Turkish President Recep Tayyip Erdogan said Wednesday his government had detained and then deported Ibrahim El Bakraoui, and accused the Belgian authorities of failing to confirm his links to terror. Turkey has also accused France of failing to heed its warnings about Omar Ismail Mostefai, one of the jihadists who blew himself up at the Bataclan concert hall in Paris in November.
Police sources said the second airport bomber was identified as Moroccan-born Najim Laachraoui whose DNA was found on explosives used in the Nov. 13 Paris attacks.
Bakraoui’s younger brother Khalid El Bakraoui was identified by the federal prosecutor as the suicide bomber who attacked the metro station, also following analysis of his fingerprints. The identity of the third airport suspect, who fled the scene, has not been established.
Prosecutor Van Leeuw said the Bakraoui brothers are Belgian nationals with major convictions “not linked to terrorism,” with Khalid a convicted car thief and Ibrahim sentenced to nine years in prison for firing his gun at police.
However, Khalid is suspected of having rented properties used to prepare the November attacks in Paris, including a property in the Belgian city of Charleroi from where alleged ringleader Abdelhamid Abaaoud set off to lead the assault in the French capital.

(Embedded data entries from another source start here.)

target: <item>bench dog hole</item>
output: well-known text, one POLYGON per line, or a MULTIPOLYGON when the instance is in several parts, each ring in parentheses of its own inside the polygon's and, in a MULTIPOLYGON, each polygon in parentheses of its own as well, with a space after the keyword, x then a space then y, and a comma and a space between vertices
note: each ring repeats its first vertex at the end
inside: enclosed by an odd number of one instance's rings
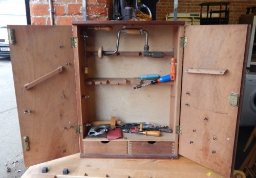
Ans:
POLYGON ((109 141, 101 141, 101 142, 102 143, 109 143, 109 141))

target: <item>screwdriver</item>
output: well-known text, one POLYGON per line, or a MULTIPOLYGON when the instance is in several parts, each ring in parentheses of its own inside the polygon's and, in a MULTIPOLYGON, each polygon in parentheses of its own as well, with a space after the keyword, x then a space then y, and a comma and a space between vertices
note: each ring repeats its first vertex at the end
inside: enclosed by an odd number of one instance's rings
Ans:
POLYGON ((142 132, 135 132, 132 131, 130 129, 124 129, 122 130, 122 131, 125 133, 138 133, 155 137, 159 137, 160 135, 160 132, 159 131, 145 131, 142 132))
POLYGON ((176 78, 176 59, 174 58, 174 46, 173 47, 173 57, 170 59, 170 79, 175 81, 176 78))
POLYGON ((170 81, 170 74, 168 74, 167 75, 164 75, 160 77, 159 79, 157 80, 154 80, 154 81, 152 81, 146 84, 144 84, 142 85, 139 85, 135 87, 133 87, 134 89, 136 89, 136 88, 140 88, 143 86, 152 85, 154 84, 156 84, 157 83, 164 83, 166 82, 170 81))

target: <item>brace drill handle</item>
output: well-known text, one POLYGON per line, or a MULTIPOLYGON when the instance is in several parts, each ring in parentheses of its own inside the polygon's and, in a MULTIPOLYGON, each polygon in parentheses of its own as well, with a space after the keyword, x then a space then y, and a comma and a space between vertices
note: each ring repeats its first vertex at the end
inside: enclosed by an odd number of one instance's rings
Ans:
POLYGON ((124 33, 130 35, 140 35, 140 29, 136 28, 125 29, 124 33))

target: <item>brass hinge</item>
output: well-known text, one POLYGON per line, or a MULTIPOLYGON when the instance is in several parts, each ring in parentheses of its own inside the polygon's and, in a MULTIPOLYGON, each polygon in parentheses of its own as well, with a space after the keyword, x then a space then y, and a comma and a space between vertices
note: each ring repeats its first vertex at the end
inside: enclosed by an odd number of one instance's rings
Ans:
POLYGON ((25 147, 25 150, 27 151, 29 151, 29 149, 30 148, 30 146, 29 145, 29 137, 25 136, 23 137, 23 141, 24 142, 24 146, 25 147))
POLYGON ((180 40, 180 47, 187 47, 187 37, 181 37, 180 40))
POLYGON ((16 37, 14 29, 8 29, 9 43, 11 44, 16 43, 16 37))
POLYGON ((176 134, 181 135, 182 133, 182 126, 178 125, 176 126, 176 134))
POLYGON ((229 105, 230 106, 237 107, 238 106, 238 99, 239 95, 238 93, 231 92, 230 96, 228 97, 229 99, 229 105))
POLYGON ((70 47, 77 47, 77 37, 70 38, 70 47))
POLYGON ((81 134, 82 131, 82 125, 77 125, 76 127, 76 132, 77 134, 81 134))

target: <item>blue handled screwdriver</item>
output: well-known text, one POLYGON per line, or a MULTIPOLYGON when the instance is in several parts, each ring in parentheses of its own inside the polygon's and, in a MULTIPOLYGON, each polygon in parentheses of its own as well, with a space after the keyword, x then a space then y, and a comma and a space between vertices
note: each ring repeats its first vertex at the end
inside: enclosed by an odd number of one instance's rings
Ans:
POLYGON ((142 85, 137 85, 135 87, 133 87, 133 89, 136 89, 136 88, 140 88, 144 86, 153 85, 154 84, 156 84, 157 83, 164 83, 164 82, 169 82, 169 81, 170 81, 170 74, 161 77, 157 80, 154 80, 154 81, 150 81, 150 82, 147 83, 146 84, 144 84, 142 85))

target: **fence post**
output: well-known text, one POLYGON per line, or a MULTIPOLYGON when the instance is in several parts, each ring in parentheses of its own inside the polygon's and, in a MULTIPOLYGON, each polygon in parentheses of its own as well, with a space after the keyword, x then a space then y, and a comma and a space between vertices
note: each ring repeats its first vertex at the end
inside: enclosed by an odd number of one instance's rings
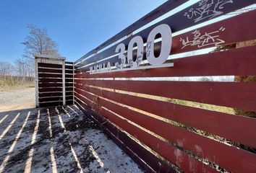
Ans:
POLYGON ((38 59, 35 57, 35 106, 39 107, 38 98, 38 59))
POLYGON ((62 97, 63 105, 66 105, 66 85, 65 85, 65 60, 62 61, 62 97))

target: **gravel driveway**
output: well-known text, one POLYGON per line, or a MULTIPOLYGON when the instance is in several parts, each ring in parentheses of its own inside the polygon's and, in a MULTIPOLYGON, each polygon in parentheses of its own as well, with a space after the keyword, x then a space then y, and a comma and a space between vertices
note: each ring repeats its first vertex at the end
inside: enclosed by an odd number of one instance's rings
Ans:
POLYGON ((76 106, 0 113, 0 173, 142 173, 76 106))
POLYGON ((34 87, 0 91, 0 112, 35 107, 34 87))

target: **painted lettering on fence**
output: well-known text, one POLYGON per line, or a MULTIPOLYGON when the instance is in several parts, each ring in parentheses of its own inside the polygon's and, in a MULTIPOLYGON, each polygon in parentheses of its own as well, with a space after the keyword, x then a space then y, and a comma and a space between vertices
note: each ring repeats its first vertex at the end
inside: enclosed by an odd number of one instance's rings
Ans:
POLYGON ((184 15, 188 19, 193 19, 197 22, 205 19, 212 19, 223 14, 221 9, 226 4, 233 3, 233 0, 202 0, 198 2, 197 8, 191 8, 184 15))
POLYGON ((208 45, 218 46, 223 44, 225 41, 219 37, 218 33, 220 32, 223 32, 224 30, 225 27, 221 27, 218 29, 218 30, 209 33, 205 32, 204 34, 202 34, 199 30, 195 30, 192 32, 194 35, 194 37, 192 39, 189 39, 188 37, 185 39, 180 38, 180 41, 182 43, 183 45, 182 49, 189 45, 202 48, 208 45))

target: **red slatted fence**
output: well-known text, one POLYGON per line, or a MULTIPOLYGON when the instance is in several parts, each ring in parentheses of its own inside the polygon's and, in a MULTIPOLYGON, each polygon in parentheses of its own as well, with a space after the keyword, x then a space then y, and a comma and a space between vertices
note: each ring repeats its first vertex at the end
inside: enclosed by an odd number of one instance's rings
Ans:
MULTIPOLYGON (((255 1, 200 1, 182 8, 187 1, 168 1, 77 60, 74 102, 147 172, 255 172, 256 119, 234 109, 256 112, 256 82, 221 79, 256 76, 256 47, 202 50, 255 40, 256 10, 241 10, 255 1), (177 6, 174 14, 148 25, 177 6), (120 43, 127 48, 137 36, 146 43, 162 24, 172 31, 166 63, 173 67, 90 73, 108 62, 115 70, 120 43), (198 79, 209 76, 215 79, 198 79)), ((155 41, 155 55, 162 44, 155 41)))

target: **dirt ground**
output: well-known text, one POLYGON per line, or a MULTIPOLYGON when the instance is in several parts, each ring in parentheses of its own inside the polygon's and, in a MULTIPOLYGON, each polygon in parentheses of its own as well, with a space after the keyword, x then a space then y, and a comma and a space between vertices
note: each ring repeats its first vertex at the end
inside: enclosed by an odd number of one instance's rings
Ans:
POLYGON ((0 112, 35 107, 35 87, 1 88, 0 112))
POLYGON ((76 107, 0 113, 1 172, 142 172, 76 107))

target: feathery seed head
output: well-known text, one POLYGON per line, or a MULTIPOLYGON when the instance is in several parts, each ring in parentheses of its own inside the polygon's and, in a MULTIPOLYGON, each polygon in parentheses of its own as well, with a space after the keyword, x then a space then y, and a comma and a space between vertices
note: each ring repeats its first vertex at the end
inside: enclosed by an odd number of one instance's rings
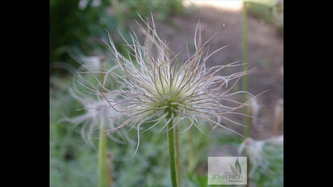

A taxi driver who drove three passengers to Brussels airport—who may be the men in the airport security camera images—led police to carry out a key raid late Tuesday in the Brussels neighborhood of Schaarbeek.
It was there that investigators found an unexploded bomb, an Islamic State group flag and bomb-making materials.
Prosecutors confirmed they had found 15 kilograms of TATP high explosives in the flat. They also found chemicals including 150 liters of acetone, 30 liters of liquid oxygen, detonators, a suitcase full of nails and other bomb-making equipment including plastic trays, tools and ventilator.
In a trash can in the same street, police found a computer containing Ibrahim El Bakraoui’s will, in which he said he was rushing into action because police were hunting him and he did not want to end up in a jail cell next to a man believed to be Abdeslam. “I don’t know what to do,” he supposedly wrote.
The Belgian police are “actively” searching for a man appearing in the security footage at Brussels airport and walking next to Ibrahim El Bakraoui. The federal prosecutor said the man sought—dressed in a light colored shirt and jacket while wearing a dark hat and glasses—fled before the explosions.